Femmes et guerre
Portraits de femmes au cœur des combats.
Dans ce projet, nous essayons de briser les stéréotypes qui réduisent les femmes au seul statut de victime, pour mettre en avant les rôles parfois complexes et difficiles qu'elles tiennent désormais dans la guerre : combattantes, militantes, mères, filles, dirigeantes, ouvrières ou survivantes.
Fatima, 17 ans, vit avec sa mère et sa sœur dans un camp de déplacés à Maiduguri, au Nigéria.
Il y a deux ans, son village est attaqué. « Vers cinq heures du soir, après le repas, nous avons entendu des coups de feu. Je tremblais de peur. Le village était encerclé, il n'y avait aucun moyen de s'enfuir. Nous nous sommes cachés dans une pièce. Les coups de feu se rapprochaient. »
Fatima est restée enfermée pendant une semaine, sans nourriture, avant d'être libérée. « Quand on nous a laissées partir, ma mère a couru dans une direction, moi dans une autre. On est restées cachées dans la brousse sans se voir pendant 18 mois. » C'est la Croix-Rouge qui les a remises en contact. « J'ai d'abord parlé avec ma tante à Maiduguri. Nous étions en pleurs au téléphone. »
Il faut faire preuve de résistance pour exister en tant que femme dans ce conflit.
Hozan Badie Sindi, 25 ans, en deuxième année d'internat, est médecin au West Erbil Emergency Hospital de Mossoul (Kurdistan irakien).

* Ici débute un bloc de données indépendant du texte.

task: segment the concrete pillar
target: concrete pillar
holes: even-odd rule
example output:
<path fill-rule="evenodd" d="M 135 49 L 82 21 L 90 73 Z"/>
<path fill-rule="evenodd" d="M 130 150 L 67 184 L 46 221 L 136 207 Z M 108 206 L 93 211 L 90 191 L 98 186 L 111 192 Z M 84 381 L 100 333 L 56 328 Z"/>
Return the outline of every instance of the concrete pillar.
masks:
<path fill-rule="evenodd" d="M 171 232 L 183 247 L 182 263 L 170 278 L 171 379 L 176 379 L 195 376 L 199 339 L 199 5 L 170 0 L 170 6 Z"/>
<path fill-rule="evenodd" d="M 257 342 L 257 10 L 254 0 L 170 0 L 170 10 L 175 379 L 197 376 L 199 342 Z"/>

Son hôpital a l'habitude de traiter chaque année des centaines de personnes blessées dans les affrontements armés. « Je souffre avec les gens et je veux les aider mais parfois leur sort échappe à mon contrôle » avoue-t-elle. Avant de poursuivre : « Le fait d'être une femme m'a-t-il rendu plus triste ? Ce que je sais, c'est que je dois survivre et aider les autres à survivre. J'aimerais pouvoir désamorcer certaines situations pour que la prochaine génération comprenne que le conflit n'est pas la solution. »
J'étais une victime, Je suis devenue une battante.
Dionisia Calderon vend des fruits et des pommes de terre dans son village natal de Morochucos, département d'Ayacucho au Pérou.
Durant le conflit qui a ravagé la région dans les années 1980 et 1990, son premier mari a disparu sans laisser de traces et le second est mort après avoir été violemment torturé.
Refusant de rester silencieuse, Dionisia est devenue une porte-parole des femmes victimes de violences sexuelles.
Je me disais : « Pourquoi suis-je une femme ? J'aurais dû être un homme. Avec les soldats et le Sentier lumineux, nous avons enduré tellement de choses. Toute cette violence était insupportable. Si je suis aujourd'hui en vie, c'est parce que certaines femmes m'ont dit que ce que pensaient les autres n'avaient pas d'importance car ils ne savaient pas tout et qu'en tant que femme, je devais lutter avec la plus grande énergie. J'étais une victime. Maintenant, je me bats pour la justice et la vérité. »
Je suis une victime et une survivante à la fois.
Eufemia Cullamat, une fermière de 57 ans, milite pour la fin de la présence des compagnies minières sur les terres de ses ancêtres, dans la province de Surigao del Sur (île de Mindanao aux Philippines). Son cousin, très impliqué dans la contestation, a été exécuté en 2015 avec deux de ses compagnons.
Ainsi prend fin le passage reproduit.